Pain assessment in sheep remains inherently challenging due to their prey-species behaviour and their tendency to mask clinical signs of discomfort. Recent literature highlights persistent gaps and opportunities in ovine pain management strategies [
34]. In the present study, respiratory rate appeared to correlate more closely with postoperative pain scores than other physiological variables, suggesting that it may represent a useful intraoperative indicator of nociceptive activation in this species.

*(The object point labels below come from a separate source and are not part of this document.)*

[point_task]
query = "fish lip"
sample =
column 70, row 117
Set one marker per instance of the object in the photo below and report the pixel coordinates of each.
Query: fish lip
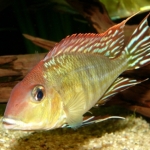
column 9, row 123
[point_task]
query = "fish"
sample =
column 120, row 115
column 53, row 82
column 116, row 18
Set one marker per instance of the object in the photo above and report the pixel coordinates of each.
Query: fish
column 79, row 73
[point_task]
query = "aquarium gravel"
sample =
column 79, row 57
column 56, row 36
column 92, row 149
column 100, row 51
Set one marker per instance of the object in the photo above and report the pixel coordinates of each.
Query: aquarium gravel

The observed differences between treatment groups are consistent with the pharmacological properties of the two local anaesthetics evaluated. Lidocaine is characterized by a rapid onset and intermediate duration of action, whereas bupivacaine provides a longer-lasting sensory blockade due to its higher lipid solubility and protein binding [
35]. Previous pharmacological studies have highlighted the advantages of longer-acting local anaesthetics when sustained postoperative analgesia is required [
35].
Some limitations of the present study should be acknowledged. Both local anaesthetics were administered at an equal mg/kg dose despite known differences in their pharmacological potency. This approach may have favoured the longer-acting agent (bupivacaine) and should therefore be considered when interpreting the comparative analgesic effects observed. Future studies may benefit from dose-adjusted comparisons or pharmacodynamic evaluations designed to more precisely account for potency differences between local anaesthetics. Another limitation is the relatively small sample size, which reflects the ethical and logistical constraints inherent to experimental studies involving large-animal surgical models. Such limitations may reduce statistical power and the ability to detect more subtle differences between treatment groups. SpO2 provides only a limited assessment of oxygenation, particularly under oxygen supplementation, and arterial blood gas analysis would have provided a more precise evaluation. This represents another limitation of the present study.

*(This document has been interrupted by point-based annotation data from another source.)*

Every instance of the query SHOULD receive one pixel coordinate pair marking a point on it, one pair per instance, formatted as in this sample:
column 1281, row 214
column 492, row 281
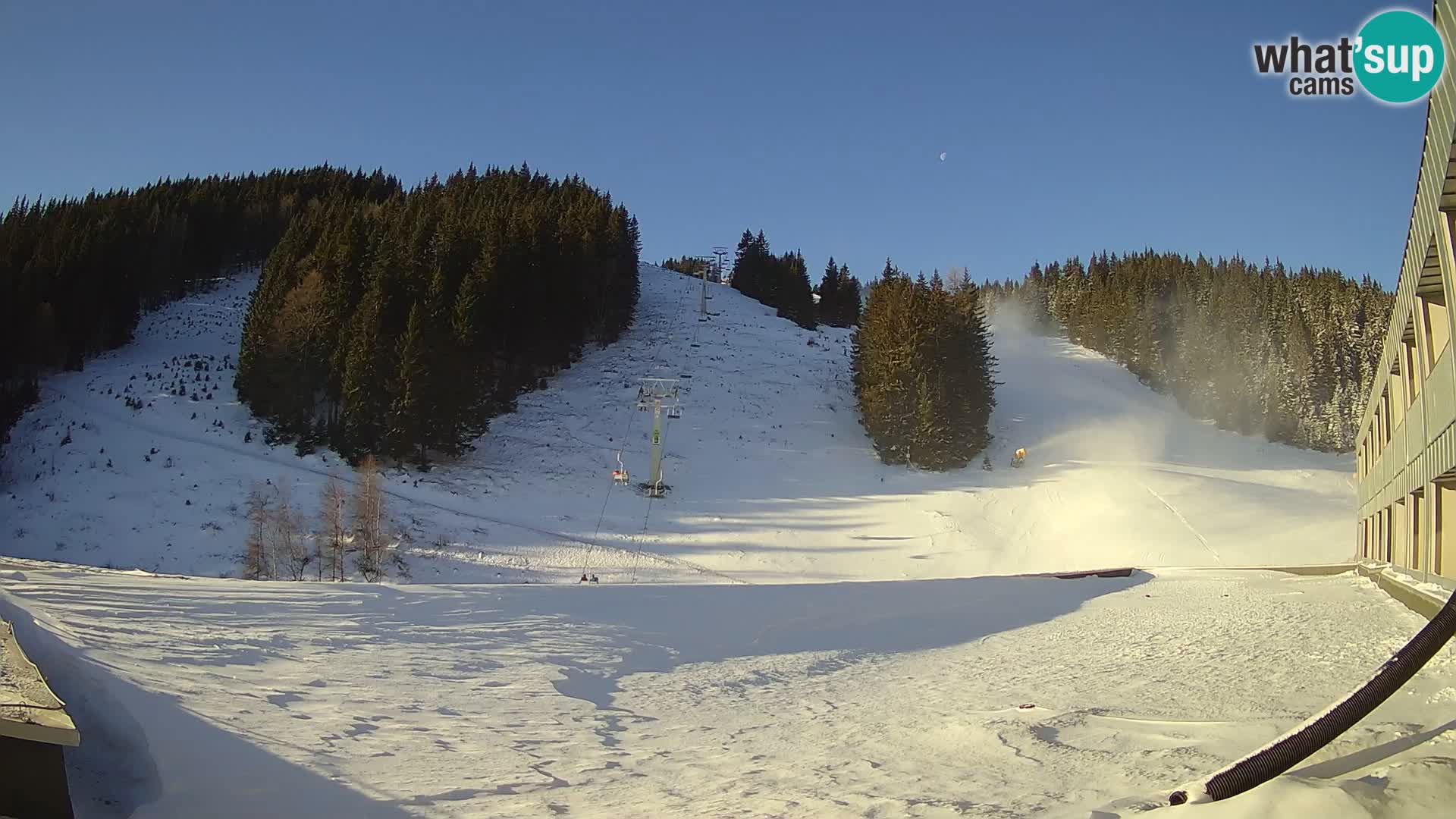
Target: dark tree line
column 778, row 281
column 76, row 273
column 691, row 265
column 400, row 327
column 924, row 371
column 1257, row 349
column 839, row 302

In addition, postoperative pain assessment was limited to the early recovery period, and longer follow-up evaluations could provide further insight into the duration of analgesic effects and the potential development of delayed postoperative pain.
The implementation of ultrasound-guided sciatic and saphenous nerve blocks, therefore, represents both an ethical refinement aligned with the principles of the 3Rs and a methodological strategy to enhance experimental reproducibility. The integration of locoregional anaesthetic techniques into multimodal anaesthetic protocols may contribute not only to improved perioperative analgesia and animal welfare but also to the overall reliability of experimental orthopaedic research.
5. Conclusions
Ultrasound-guided combined sciatic and saphenous nerve blocks were associated with improved postoperative analgesia in Hair Canarian Sheep undergoing invasive orthopaedic hindlimb surgery. Intraoperatively, a significant effect between treatment groups was observed only for respiratory rate, with lower values in animals receiving bupivacaine.

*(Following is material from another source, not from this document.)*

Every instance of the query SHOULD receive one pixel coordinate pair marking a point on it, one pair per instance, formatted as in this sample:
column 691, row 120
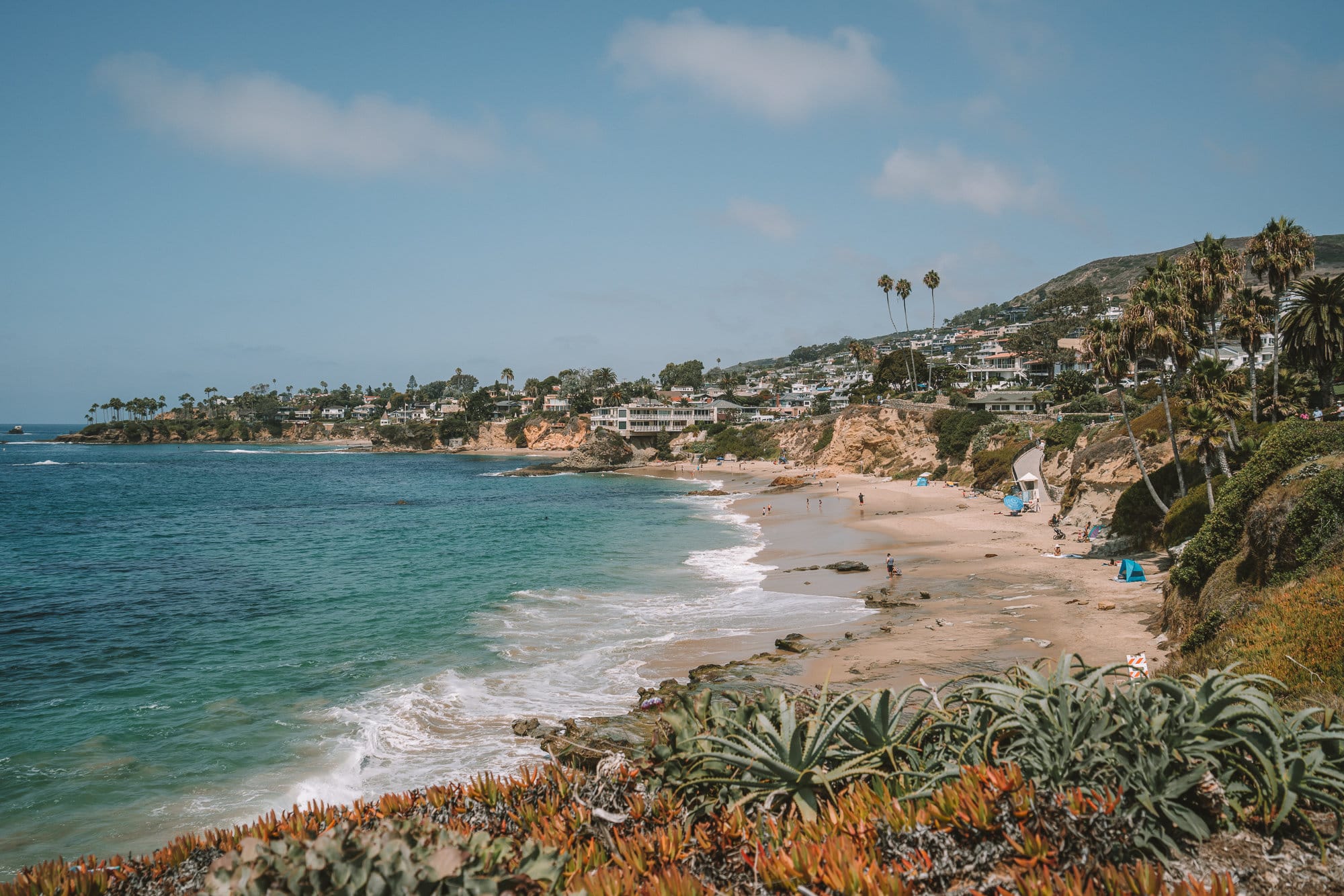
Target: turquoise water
column 194, row 635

The use of bupivacaine was associated with lower respiratory rates during anaesthesia and reduced postoperative pain scores, suggesting a potential benefit in perioperative analgesia. In contrast, lidocaine provided limited intraoperative and postoperative advantages compared with the control group.
These findings support the use of long-acting local anaesthetics as part of multimodal anaesthetic protocols in sheep, contributing to improved postoperative analgesia and refinement of experimental orthopaedic models.